Trick to Remember: Envision the Lucknow Pact as a bridge between the Congress and the Muslim League for united action.
2. The pact demanded self-government for India, separate electorates for Muslims, and increased representation for Indians in legislative councils.
Trick to Remember: Remember the Lucknow Pact's demands for self-government, separate electorates, and increased representation.
3. The pact fostered Hindu-Muslim unity and set a precedent for future cooperation between the two communities in the Indian freedom struggle.
Trick to Remember: Visualize the Lucknow Pact as a catalyst for Hindu-Muslim unity in the freedom movement.
IX. Home Rule Movement (1915–1916):
The Home Rule Movement was a mass-based campaign aimed at demanding self-governance within the British Empire. Let's delve into its key features:
1. The movement was initiated by Annie Besant and Bal Gangadhar Tilak, who formed the All India Home Rule League and mobilized support across India.
Trick to Remember: Think of Annie Besant and Tilak as the driving forces behind the Home Rule Movement.
2. The movement focused on grassroots organizing, holding public meetings, publishing newspapers, and propagating the idea of self-rule.
Trick to Remember: Remember the Home Rule Movement's emphasis on grassroots organizing and popular outreach.
3. The movement gained significant momentum, with large-scale participation from people across different regions, religions, and social strata.
Trick to Remember: Visualize the Home Rule Movement as a mass movement with diverse participation.
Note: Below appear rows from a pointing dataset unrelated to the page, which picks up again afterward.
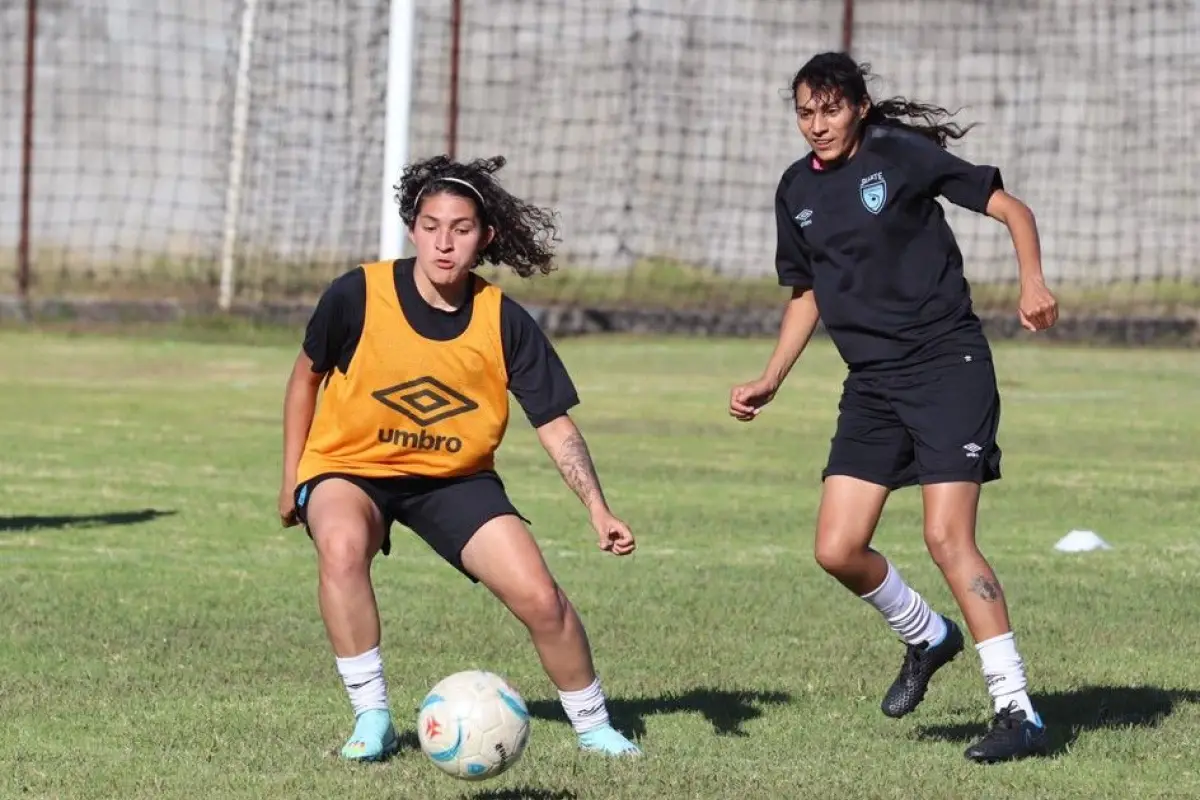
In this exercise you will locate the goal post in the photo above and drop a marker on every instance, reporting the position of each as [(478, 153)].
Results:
[(401, 37)]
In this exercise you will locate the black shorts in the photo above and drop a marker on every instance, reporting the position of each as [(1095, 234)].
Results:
[(929, 425), (443, 511)]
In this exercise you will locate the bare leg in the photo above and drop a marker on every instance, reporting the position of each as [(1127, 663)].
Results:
[(850, 511), (347, 531), (951, 515), (504, 557)]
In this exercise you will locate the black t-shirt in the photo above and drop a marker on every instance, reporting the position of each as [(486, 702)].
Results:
[(537, 376), (871, 241)]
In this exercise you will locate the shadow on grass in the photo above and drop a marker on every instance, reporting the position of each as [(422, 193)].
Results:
[(42, 522), (725, 710), (1091, 708), (521, 793)]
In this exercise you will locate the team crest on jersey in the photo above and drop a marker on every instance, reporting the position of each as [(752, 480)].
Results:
[(874, 192)]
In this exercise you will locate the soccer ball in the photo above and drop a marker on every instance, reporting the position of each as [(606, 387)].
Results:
[(473, 725)]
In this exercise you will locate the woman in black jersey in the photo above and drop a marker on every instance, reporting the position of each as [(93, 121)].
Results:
[(864, 246)]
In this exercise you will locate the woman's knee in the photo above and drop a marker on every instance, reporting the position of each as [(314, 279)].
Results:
[(948, 542), (343, 547), (838, 554), (543, 607)]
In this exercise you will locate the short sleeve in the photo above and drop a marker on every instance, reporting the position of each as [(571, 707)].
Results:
[(336, 323), (537, 376), (959, 181), (792, 256)]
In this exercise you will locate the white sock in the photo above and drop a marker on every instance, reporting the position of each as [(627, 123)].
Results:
[(586, 708), (363, 677), (906, 612), (1005, 673)]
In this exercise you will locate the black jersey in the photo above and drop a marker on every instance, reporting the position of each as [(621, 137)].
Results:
[(869, 238), (537, 376)]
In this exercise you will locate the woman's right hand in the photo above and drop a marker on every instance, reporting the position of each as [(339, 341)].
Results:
[(288, 506), (748, 400)]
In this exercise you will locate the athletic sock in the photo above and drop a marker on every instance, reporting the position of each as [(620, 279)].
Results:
[(363, 677), (906, 612), (586, 708), (1005, 673)]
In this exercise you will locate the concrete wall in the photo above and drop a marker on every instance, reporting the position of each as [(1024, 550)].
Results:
[(657, 127)]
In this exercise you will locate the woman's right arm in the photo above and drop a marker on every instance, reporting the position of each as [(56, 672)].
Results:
[(795, 331), (299, 407)]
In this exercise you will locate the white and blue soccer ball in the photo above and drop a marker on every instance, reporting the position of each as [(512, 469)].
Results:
[(473, 725)]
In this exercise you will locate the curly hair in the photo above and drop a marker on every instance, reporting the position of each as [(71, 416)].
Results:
[(837, 74), (523, 233)]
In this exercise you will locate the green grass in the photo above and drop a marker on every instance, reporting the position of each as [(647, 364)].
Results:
[(161, 639)]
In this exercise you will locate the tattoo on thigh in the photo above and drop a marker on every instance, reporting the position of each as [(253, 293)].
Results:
[(985, 588)]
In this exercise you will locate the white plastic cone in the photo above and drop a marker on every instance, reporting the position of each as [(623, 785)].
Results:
[(1081, 541)]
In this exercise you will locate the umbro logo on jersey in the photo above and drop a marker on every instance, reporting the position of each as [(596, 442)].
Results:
[(425, 401)]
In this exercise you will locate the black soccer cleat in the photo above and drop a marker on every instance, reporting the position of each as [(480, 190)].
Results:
[(921, 661), (1012, 737)]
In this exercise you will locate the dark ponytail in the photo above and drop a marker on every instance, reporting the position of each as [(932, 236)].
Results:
[(837, 74)]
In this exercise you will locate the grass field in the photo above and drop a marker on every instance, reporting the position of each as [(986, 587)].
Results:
[(160, 636)]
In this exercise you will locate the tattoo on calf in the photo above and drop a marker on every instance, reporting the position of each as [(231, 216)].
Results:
[(575, 464), (985, 588)]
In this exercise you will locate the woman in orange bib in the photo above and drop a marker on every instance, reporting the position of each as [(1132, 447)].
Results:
[(418, 358)]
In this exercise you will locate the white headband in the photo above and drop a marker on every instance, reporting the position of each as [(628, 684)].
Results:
[(453, 180)]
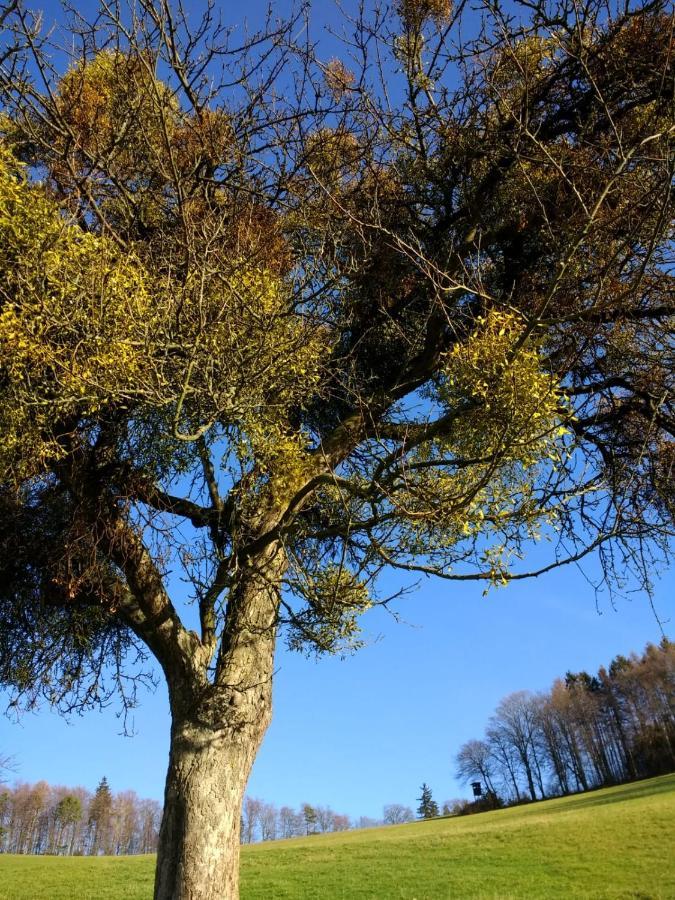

X. August Declaration, 1917:
The August Declaration of 1917, also known as the Montagu Declaration, was a significant announcement by the British government regarding political reforms in India. Let's understand its key aspects:
1. The declaration, made by the Secretary of State for India, Edwin Montagu, promised increased participation of Indians in the governance of their country.
Trick to Remember: Envision the August Declaration as a promise of increased Indian participation in governance.
2. The declaration aimed to introduce responsible government in India, granting Indians more control over their own affairs.
Trick to Remember: Remember the August Declaration's goal of responsible government and increased Indian control.
3. The declaration raised hopes among the Indian population and intensified the demand for complete independence from British rule.
Trick to Remember: Visualize the August Declaration as a spark that ignited the desire for complete independence.
With these concise yet informative points and easy tricks to remember, you can now confidently navigate the Indian National Movement (1905-1918) and its significant events. Best of luck in your preparations for the UPSC Exam, and may your knowledge of India's freedom struggle shine bright!